« Le Volontaire », voyage en quatre générations

Titre : Le Volontaire
Auteur : Salvatore Scibona
Editions : Christian Bourgois
Date de parution : 9 janvier 2020
Genre : Roman

Le Volontaire s’ouvre sur les pleurs d’un enfant de cinq ans perdu dans l’aéroport d’Hamburg-Fuhlsbüttel et qui, en plus d’être non-accompagné, ne comprend visiblement pas les différentes langues internationales dans lesquelles lui sont posées de nombreuses questions. Pourquoi quelqu’un abandonnerait-il un si jeune garçon dans un endroit aussi hostile que puisse l’être un aéroport étranger ? Pour trouver la réponse, le lecteur sera transporté de la jungle vietnamienne à l’Amérique profonde, celle qui appartient aux laissés-pour-compte, en passant par New York et la Lettonie. Qu’ils aient été fermiers, soldats ou membres d’une communauté aux mœurs légères, c’est le cœur des hommes qui est disséqué dans cette histoire de filiation s’étalant sur plusieurs générations.
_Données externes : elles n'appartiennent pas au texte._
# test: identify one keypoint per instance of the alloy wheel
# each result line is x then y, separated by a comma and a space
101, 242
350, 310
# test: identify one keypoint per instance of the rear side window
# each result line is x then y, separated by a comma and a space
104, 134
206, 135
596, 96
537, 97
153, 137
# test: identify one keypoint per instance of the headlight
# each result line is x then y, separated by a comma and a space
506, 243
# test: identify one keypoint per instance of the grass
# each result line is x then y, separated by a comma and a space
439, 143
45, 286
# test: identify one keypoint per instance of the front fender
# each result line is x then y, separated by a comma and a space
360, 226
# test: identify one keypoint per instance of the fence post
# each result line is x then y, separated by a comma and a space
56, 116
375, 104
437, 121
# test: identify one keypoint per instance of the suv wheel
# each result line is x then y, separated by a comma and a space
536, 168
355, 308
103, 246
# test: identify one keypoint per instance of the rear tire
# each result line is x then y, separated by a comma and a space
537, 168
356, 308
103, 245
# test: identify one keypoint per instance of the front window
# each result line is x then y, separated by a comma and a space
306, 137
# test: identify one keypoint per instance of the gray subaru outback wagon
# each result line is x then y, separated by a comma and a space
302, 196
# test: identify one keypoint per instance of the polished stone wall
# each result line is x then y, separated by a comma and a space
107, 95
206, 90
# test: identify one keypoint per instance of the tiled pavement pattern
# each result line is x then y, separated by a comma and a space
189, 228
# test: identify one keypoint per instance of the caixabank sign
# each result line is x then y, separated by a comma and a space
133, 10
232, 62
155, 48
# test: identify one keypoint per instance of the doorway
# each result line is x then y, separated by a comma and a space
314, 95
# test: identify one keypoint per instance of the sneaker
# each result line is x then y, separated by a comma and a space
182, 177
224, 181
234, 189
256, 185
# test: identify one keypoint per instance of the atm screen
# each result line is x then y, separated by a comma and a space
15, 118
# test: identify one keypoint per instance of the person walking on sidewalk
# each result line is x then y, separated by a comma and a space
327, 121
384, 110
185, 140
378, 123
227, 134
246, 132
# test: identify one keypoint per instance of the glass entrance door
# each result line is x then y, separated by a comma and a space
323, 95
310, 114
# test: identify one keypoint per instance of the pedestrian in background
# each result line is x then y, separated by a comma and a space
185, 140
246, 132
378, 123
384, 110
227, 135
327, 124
Salvatore Scibona. Son nom ne vous dit peut-être rien. Et pourtant, cet auteur américain encore peu connu du lectorat francophone est déjà fort apprécié outre-Atlantique, considéré à juste titre par le New Yorker comme l’un des jeunes écrivains à surveiller. Doté d’un véritable talent de conteur, il  parvient à mettre en scène des situations très justes et pleines d’émotions, en conservant une écriture adroite –  dense mais sans lourdeur. Le Volontaire est un ouvrage écrit pour ceux qui ne veulent pas qu’on leur mâche les mots, ceux qui préfèrent le voyage à l’arrivée et qui troquent volontiers un langage trop direct pour un style plus fécond. Et il arrive qu’il faille s’accrocher. Certaines intrigues se déchiffrent entre les lignes ou plusieurs chapitres plus tard car l’auteur joue avec la temporalité de son récit, alternant les points de vue et les époques, laissant certaines questions en suspens pendant plusieurs dizaines de pages. En somme, l’auteur s’amuse, et parfois plus que le lecteur, de la confusion qu’il peut créer.

Et ceux pour qui son nom est familier, ceux qui eurent le plaisir de se plonger dans l’univers de son premier roman, ne seront probablement pas surpris par ce deuxième récit dans lequel ce fils d’immigrant italien ayant grandi dans l’Ohio revient évidemment sur la question de l’identité, de la construction du moi et de la parenté. Il y a aussi, en sous-texte, un véritable propos politique et historique puisque les destinées de ces hommes s’inscrivent dans des contextes bien particuliers – la guerre du Vietnam, les sixties et le début des années 2000 principalement – et un regard parfois très critique sur la manière qu’ont les pouvoirs de gérer certaines situations. L’auteur évoque d’ailleurs beaucoup la culpabilité et la désillusion – comme autant de cicatrices que laisse la guerre, mais pas que, sur les comportements humains – et analyse ces émotions avec beaucoup de rigueur. Et surtout, il bouillonne d’idées. Débordant d’imagination, Scibona vous sort de son chapeau une histoire comme il n’en existe pas deux, particulière et particulièrement bien racontée.